Posted on : 7th Jul, 2011

Initial Write-up: If you want to enjoy the diverse styles of Indian food and cooking, it is important to first realize that there are several myths about Indian food going around. Only when you identify and defeat them, will you be able to appreciate what this form of cooking is all about.

The popularity of Indian food is growing around the world, and no one doubts the potential of India’s various cuisines in providing a tasteful indulgence. However, rather unfortunately, there are certain myths about Indian food that are spreading just as fast. A lot of people think that Indian food is synonymous with rich, spicy, oily, fatty and overcooked food, and it makes for unhealthy eating on a regular basis.

Nothing could be farther from the truth, and the most likely reason for these myths is that the only kind of Indian food people are acquainted with comes from restaurants. The difference between Indian food cooked at home and that available in restaurants, especially North Indian cuisine, is about the same as the difference between the food you will eat in a Chinese household and that available in a Chinese restaurant in Greece.
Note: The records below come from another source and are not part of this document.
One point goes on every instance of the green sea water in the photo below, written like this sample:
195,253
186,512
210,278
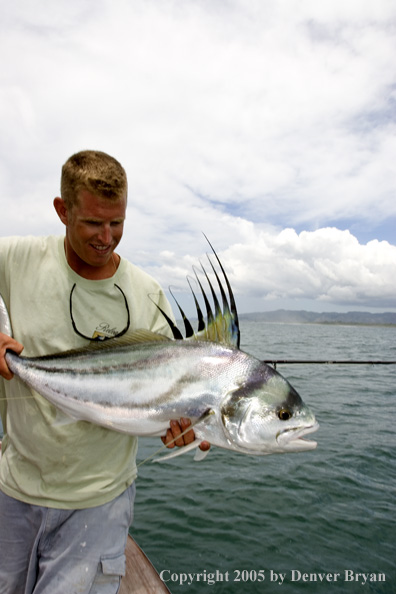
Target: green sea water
319,521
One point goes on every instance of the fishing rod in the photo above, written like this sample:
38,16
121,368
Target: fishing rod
275,362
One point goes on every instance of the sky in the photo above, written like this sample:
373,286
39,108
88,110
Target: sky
269,126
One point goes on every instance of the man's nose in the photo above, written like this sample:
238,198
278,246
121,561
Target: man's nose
105,234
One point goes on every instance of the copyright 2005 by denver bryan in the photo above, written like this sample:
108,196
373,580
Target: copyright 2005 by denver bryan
245,576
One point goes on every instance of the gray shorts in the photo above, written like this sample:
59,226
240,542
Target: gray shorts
54,551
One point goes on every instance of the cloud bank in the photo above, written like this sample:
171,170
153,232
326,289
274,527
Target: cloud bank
270,126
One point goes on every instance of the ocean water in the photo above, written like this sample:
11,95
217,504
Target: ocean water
319,521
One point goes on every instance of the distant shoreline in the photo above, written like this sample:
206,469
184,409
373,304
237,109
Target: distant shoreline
353,318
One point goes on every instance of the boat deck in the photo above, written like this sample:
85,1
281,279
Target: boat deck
141,576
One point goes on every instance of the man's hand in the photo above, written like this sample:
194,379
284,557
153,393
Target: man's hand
173,435
7,343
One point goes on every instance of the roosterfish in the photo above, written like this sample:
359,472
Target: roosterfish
138,383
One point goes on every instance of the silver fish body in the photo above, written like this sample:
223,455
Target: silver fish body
234,400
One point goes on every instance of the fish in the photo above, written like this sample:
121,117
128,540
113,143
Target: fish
137,384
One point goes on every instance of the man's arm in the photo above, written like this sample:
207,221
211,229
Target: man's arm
7,343
173,435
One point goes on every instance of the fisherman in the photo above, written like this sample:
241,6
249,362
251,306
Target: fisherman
67,489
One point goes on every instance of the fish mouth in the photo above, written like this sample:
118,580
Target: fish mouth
292,438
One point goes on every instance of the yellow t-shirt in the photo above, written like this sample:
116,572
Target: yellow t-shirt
75,465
Here are some common myths about Indian food busted.

 ‘Indian Cuisine’

 You may be surprised to know that there is no generic ‘Indian cuisine’. India consists of 35 different regions, each with its own culture and styles of cooking. If you asked the average Indian person about Indian food, they would name 8 to 10 different cuisines, none of which would be identified as simply ‘Indian’.

 Trying to put in Bengali food from the Eastern coast in the same category as Gujarati food from the West, is as big a blunder as trying to bracket an English breakfast and an Italian meal under the same category. Each region has its own ingredients, spices, herbs and tastes.

 ‘Indian Curry’

 People also make the mistake of thinking that there is some base gravy known as ‘Indian curry’ which is an accompaniment in every meal. Once again, there is no such thing. Gravy preparations vary not only from region to region, but also household to household. There are over 50 herbs and spices grown in India, and every dish involves its own unique combination of anywhere between 5 to 15 of them. Even when the spices are the same, every person who cooks mixes them in his or her own proportions. So, you can imagine how much variety there is in Indian gravies!
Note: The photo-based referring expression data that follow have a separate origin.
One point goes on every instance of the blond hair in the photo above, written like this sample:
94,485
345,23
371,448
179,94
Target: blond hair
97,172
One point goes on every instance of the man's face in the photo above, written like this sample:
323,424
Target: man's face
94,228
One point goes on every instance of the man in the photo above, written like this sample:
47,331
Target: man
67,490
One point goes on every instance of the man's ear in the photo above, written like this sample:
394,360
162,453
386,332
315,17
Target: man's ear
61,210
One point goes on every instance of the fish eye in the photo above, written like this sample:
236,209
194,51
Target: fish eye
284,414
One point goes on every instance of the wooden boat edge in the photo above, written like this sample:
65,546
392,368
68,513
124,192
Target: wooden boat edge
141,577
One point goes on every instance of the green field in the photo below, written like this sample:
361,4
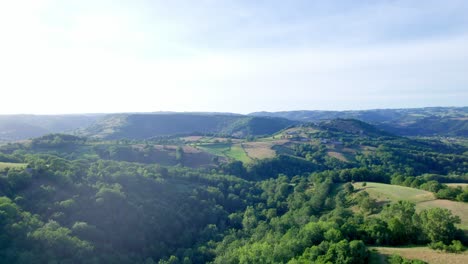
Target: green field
457,208
393,193
380,254
4,165
423,199
231,151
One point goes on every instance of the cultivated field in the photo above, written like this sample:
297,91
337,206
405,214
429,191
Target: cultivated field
393,193
423,253
423,199
231,151
4,165
457,208
260,150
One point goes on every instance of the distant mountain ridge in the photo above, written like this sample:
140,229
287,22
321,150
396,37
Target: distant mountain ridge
428,121
18,127
143,126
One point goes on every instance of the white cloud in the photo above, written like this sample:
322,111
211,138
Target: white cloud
58,58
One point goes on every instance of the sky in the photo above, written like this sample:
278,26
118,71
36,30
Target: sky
106,56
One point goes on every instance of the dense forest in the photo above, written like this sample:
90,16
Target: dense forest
300,193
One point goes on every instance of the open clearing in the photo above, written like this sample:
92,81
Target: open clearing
393,193
457,208
231,151
4,165
337,155
463,185
422,253
424,200
261,150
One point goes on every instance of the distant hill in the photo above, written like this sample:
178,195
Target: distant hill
353,127
143,126
18,127
429,121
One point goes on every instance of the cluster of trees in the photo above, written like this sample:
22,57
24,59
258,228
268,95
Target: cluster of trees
109,202
427,182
 Indian Food is Always Spicy

 This is a very common myth about Indian food, but believe it or not, India has its fair share of people who have very poor spice tolerance levels and yet enjoy the food! Typically, restaurant and street food are exceptionally spicy, but home cooking is a lot more versatile. Any given dish has its own distinct flavor and can be prepared according to taste. The objective of adding spice is not to kill, camouflage or reduce the flavor of food.

 Indian Food is Swimming in Oil and Overcooked

This is far from the truth, as far as home cooking goes. Quite to the contrary, a good chef will make sure that the food she cooks on a daily basis is light, fresh, filling and nutritious. The objective is to never overcook food and kill its nutrients. It is only the food that is cooked for special occasions that tends to be exceptionally rich, creamy and maybe even spicy.

Indian Food is Very Difficult to Prepare

 Indian food consists of dozens of recipes that are practical, versatile and quite simple to prepare, especially with pressure cookers around. Within 30 to 60 minutes, you can have a tasty and nutritious meal ready for four people!

 With these myths about Indian food busted, I would say that you are mentally ready to explore the exciting world of Indian cuisines.